Un match d’improvisation dansée avec ring, arbitre, équipe de danseurs et public ayant le pouvoir de voter. Cette fantaisie expérimentale, farfelue et enthousiasmante, n’a rien d’une parodie ricanante. Magali Pobel et Pierre-Johann Suc y orchestrent une performance du détournement hautement partageable, pour que le divertissement ne soit plus laissé «aux forces morbides de la société de spectacle»..

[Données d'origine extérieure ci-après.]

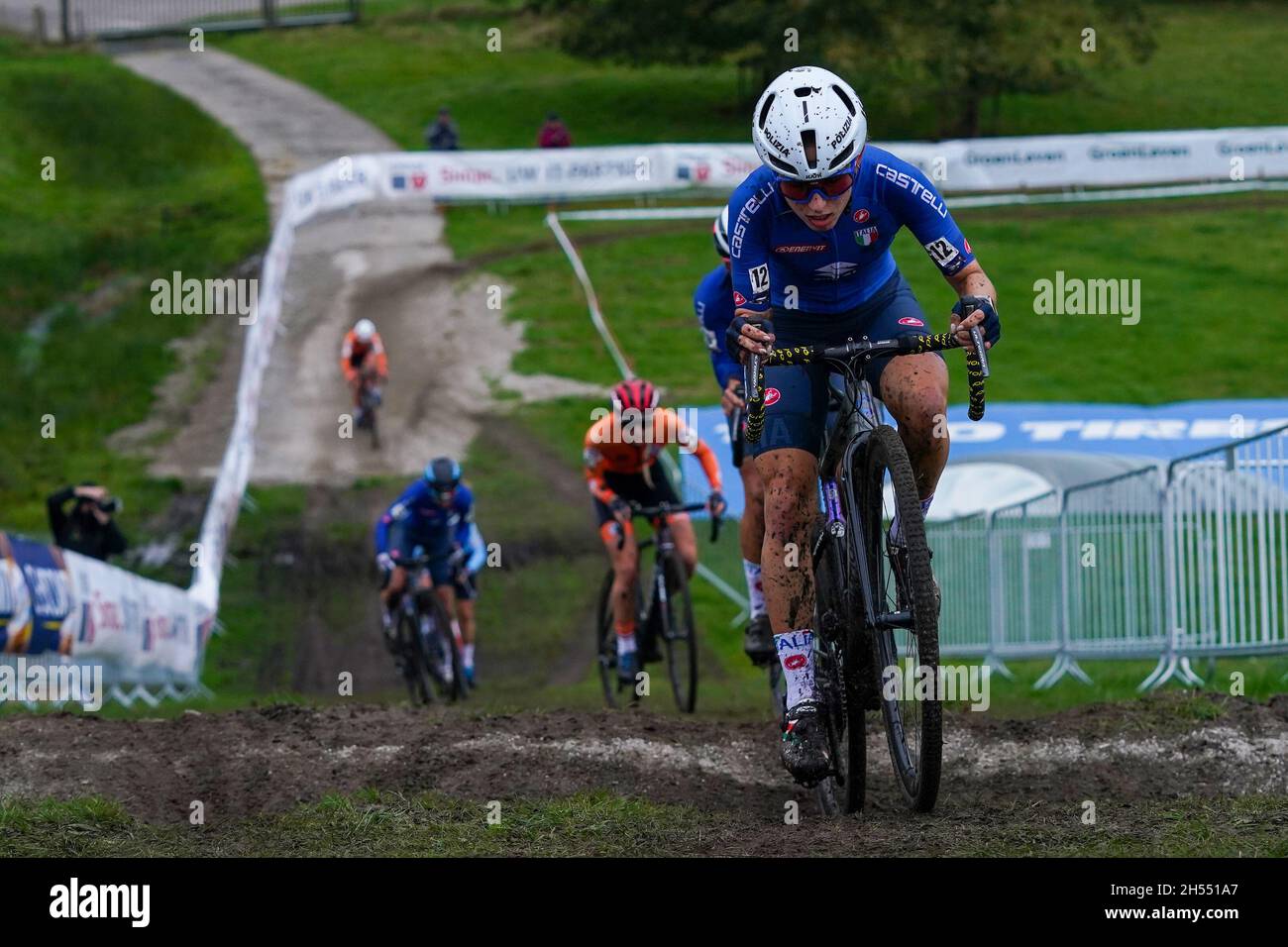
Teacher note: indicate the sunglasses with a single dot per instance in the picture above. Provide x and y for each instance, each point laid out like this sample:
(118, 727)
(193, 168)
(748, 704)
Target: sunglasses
(804, 191)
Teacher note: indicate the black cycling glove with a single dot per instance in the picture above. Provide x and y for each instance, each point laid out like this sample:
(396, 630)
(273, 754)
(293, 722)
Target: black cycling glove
(992, 325)
(734, 331)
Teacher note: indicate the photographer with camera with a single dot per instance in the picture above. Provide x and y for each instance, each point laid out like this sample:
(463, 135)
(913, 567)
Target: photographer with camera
(89, 528)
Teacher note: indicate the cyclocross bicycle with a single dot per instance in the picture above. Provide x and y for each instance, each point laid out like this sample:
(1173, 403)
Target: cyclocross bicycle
(369, 401)
(876, 605)
(666, 616)
(737, 442)
(426, 650)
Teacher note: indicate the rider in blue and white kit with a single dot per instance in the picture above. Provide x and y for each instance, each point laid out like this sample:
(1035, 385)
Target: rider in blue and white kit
(712, 303)
(810, 262)
(436, 515)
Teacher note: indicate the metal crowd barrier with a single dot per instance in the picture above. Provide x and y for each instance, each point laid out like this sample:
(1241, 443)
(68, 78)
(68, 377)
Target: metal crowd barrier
(1171, 564)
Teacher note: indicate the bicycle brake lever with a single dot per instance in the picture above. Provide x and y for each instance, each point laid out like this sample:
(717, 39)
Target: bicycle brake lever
(977, 337)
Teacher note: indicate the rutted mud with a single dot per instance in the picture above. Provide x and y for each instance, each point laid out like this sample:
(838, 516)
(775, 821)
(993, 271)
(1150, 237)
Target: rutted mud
(997, 772)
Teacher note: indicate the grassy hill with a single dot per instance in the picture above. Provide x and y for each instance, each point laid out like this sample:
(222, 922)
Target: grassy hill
(1211, 279)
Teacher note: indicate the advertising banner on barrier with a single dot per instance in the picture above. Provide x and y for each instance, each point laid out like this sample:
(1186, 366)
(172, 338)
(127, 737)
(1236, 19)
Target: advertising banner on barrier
(53, 600)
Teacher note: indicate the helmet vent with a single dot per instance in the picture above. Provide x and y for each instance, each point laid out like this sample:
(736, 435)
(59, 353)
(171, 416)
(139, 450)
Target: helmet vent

Chorégraphie Magali Pobel et Pierre-Johann Suc
Avec Magali Pobel, Blanche Konrad, Eloïse Deschemin, Laurent Falguiéras et Marc Lacourt
Musique Trikini
Production Cie Androphyne
Coproduction CCNN dans le cadre de l’Accueil studio, le CCN Malandrin-­Ballet BIARRITZ, l’OARA – Office Artistique de la Région Aquitaine / Accueil en résidence Container (Angresse) , La Marensine (Soustons).
La Cie Androphyne est subventionnée par le Ministère de la Culture – DRAC Nouvelle Aquitaine, le Conseil Régional Nouvelle Aquitaine,
Conseil Départemental des Landes.


Cie Androphyne

Installés en Région Aquitaine dans le département des Landes depuis 1998, Pierre-Johann SUC et Magali POBEL formés au Centre National de Danse Contemporaine d’ANGERS, imaginent leurs premières pièces en 2000. Touche-à-tout insatiables, ils se placent rarement à l’endroit où on les attend. Qualifiées de pluridisciplinaire, leurs créations – plus « cadrées » qu’écrites – reposent autant sur la performance, la musique, le théâtre, ou les arts plastiques, que sur la danse, et sont à considérer avant tout comme de simples « spectacles vivants ». Un frôlement incessant des interstices, où seule importe la sincérité corporelle des acteurs du processus. Ainsi, leur approche est à l’image de leurs pratiques : multiple et ludique. De l’importance d’un regard au questionnement des limites d’un corps, ils ne savent jamais où va commencer l’expérience et jusqu’où elle va les mener. Une utopique recherche de mobilité qui se placerait toujours ailleurs, à l’image d’un enfant, pour retrouver ce plaisir espiègle : jouer.